Brittany Herb had a very unconventional approach to leadership in CEA. In 2016, she was in her eighth year teaching and decided to complete the Teacher Leadership Institute (TLI) program offered through NEA. While participating in this course, she realized a harsh reality: new teachers were leaving the profession at record numbers. With the support of CEA, she was able to create a committee to help retain new educators in our district called Columbus Early Career Educators (CECE). They can be found around Columbus the last Friday of every month to offer an opportunity for educators to collaborate with other educators in years 0-10 of experience, open to all CEA members.
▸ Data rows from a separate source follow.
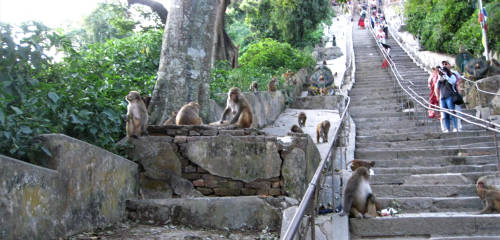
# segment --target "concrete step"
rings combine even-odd
[[[500,134],[497,134],[500,136]],[[462,131],[458,134],[459,137],[492,137],[492,133],[487,131]],[[369,142],[399,142],[399,141],[418,141],[427,139],[454,139],[456,134],[442,133],[442,132],[409,132],[402,134],[385,134],[377,136],[356,136],[356,145],[358,143]]]
[[[475,183],[478,178],[484,175],[496,174],[498,171],[494,172],[469,172],[462,173],[466,179],[469,180],[470,183]],[[408,181],[410,177],[414,175],[408,174],[378,174],[375,173],[374,176],[370,177],[370,183],[372,186],[374,185],[402,185]],[[446,176],[443,176],[443,178]]]
[[[291,206],[288,201],[257,196],[143,199],[128,200],[126,208],[129,219],[141,222],[227,231],[277,231],[281,227],[280,205]]]
[[[392,207],[400,213],[419,212],[479,212],[483,203],[479,197],[412,197],[377,198],[382,209]]]
[[[388,159],[411,159],[411,158],[425,158],[425,157],[451,157],[451,156],[481,156],[481,155],[493,155],[496,154],[496,148],[494,147],[482,147],[482,148],[457,148],[456,146],[451,147],[440,147],[437,149],[377,149],[377,150],[365,150],[357,149],[354,153],[356,159],[372,159],[372,160],[388,160]],[[461,156],[460,155],[460,156]]]
[[[495,145],[492,136],[483,137],[462,137],[460,134],[458,137],[449,139],[424,139],[424,140],[414,140],[414,141],[399,141],[399,142],[357,142],[356,147],[358,148],[398,148],[398,147],[431,147],[431,146],[478,146],[478,147],[493,147]]]
[[[499,236],[500,214],[477,215],[463,212],[409,213],[394,217],[351,219],[356,237]]]
[[[421,123],[423,124],[423,123]],[[441,131],[441,125],[437,123],[433,124],[428,124],[428,125],[422,125],[422,126],[415,126],[415,125],[408,125],[404,126],[402,128],[385,128],[382,126],[378,126],[377,128],[359,128],[356,130],[356,134],[360,136],[374,136],[374,135],[382,135],[382,134],[400,134],[400,133],[405,133],[405,132],[422,132],[422,133],[431,133],[431,132],[439,132]],[[472,124],[468,125],[463,125],[462,130],[464,132],[466,131],[478,131],[482,130],[481,127],[475,126]],[[455,132],[448,132],[446,134],[457,134]],[[460,134],[460,133],[459,133]]]
[[[496,163],[484,165],[451,165],[440,167],[377,167],[373,168],[376,174],[434,174],[434,173],[466,173],[466,172],[495,172]]]
[[[476,186],[469,185],[373,185],[377,197],[471,197]]]

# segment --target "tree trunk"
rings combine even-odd
[[[132,5],[132,4],[146,5],[146,6],[150,7],[151,10],[153,10],[153,12],[155,12],[156,14],[158,14],[158,16],[160,17],[161,22],[163,24],[165,24],[167,22],[168,11],[163,6],[163,4],[161,4],[161,3],[157,2],[157,1],[153,1],[153,0],[127,0],[127,3],[128,3],[129,6]]]
[[[218,0],[217,17],[215,20],[215,39],[214,54],[212,56],[212,66],[216,61],[227,60],[231,67],[238,67],[238,47],[236,47],[226,33],[226,24],[224,17],[226,8],[231,3],[231,0]]]
[[[217,5],[214,0],[171,0],[149,106],[150,124],[162,124],[190,101],[198,102],[201,117],[208,118]]]

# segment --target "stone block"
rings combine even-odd
[[[214,188],[214,193],[217,196],[239,196],[240,189],[234,188]]]
[[[195,187],[204,187],[205,186],[205,181],[203,179],[198,179],[193,181],[193,186]]]
[[[201,192],[201,194],[208,196],[214,193],[214,190],[211,188],[205,188],[205,187],[197,187],[196,190]]]
[[[248,195],[257,195],[257,190],[253,188],[242,188],[241,189],[241,194],[248,196]]]
[[[127,209],[141,221],[225,231],[277,231],[281,224],[281,210],[256,196],[133,200],[127,202]]]
[[[38,139],[53,169],[0,155],[0,239],[57,239],[125,217],[137,164],[62,134]]]
[[[128,155],[142,164],[148,177],[165,180],[171,174],[181,176],[182,163],[173,140],[167,136],[129,139],[134,149]]]
[[[182,144],[182,155],[217,175],[243,182],[280,176],[281,158],[276,143],[246,141],[248,137],[202,137]]]

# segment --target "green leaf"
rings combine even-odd
[[[53,102],[53,103],[57,103],[57,101],[59,101],[59,96],[57,96],[57,94],[55,92],[49,92],[47,94],[47,96],[50,98],[50,100]]]
[[[0,108],[0,123],[2,123],[2,125],[5,125],[5,114],[3,113],[1,108]]]
[[[49,149],[45,148],[44,146],[42,146],[41,149],[45,154],[47,154],[47,156],[52,157],[52,153],[50,153]]]
[[[21,126],[20,129],[24,134],[31,134],[33,132],[33,130],[31,130],[31,128],[28,126]]]
[[[16,114],[23,114],[23,111],[21,109],[19,109],[18,107],[10,106],[10,108],[12,110],[14,110],[14,112],[16,112]]]
[[[78,119],[78,117],[75,115],[75,114],[71,114],[71,123],[74,123],[74,124],[83,124],[82,121],[80,121],[80,119]]]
Throughout Brittany’s career, CEA has consistently acted in her best interest. They have supported her with disgruntled administrators on multiple occasions, as well as, in creating CECE. Brittany has marched at the State House, supported those speaking against SB 5, and spoke to city council about the importance of social emotional learning in CCS, especially after the Pandemic.
Brittany is passionate about being an educator in Columbus and is eager to create change in our broken system. She serves as our Elections Chair and has taught at Johnson Park, Sherwood, Woodward Park, Ecole Kenwood, Monroe, Buckeye, CCPSG, and Starling (she was staff reduced 4 times) but most recently she will be one of our negotiated SEL positions at Highland and Sullivant. She welcomes your questions about NEA, OEA, and CEA elections.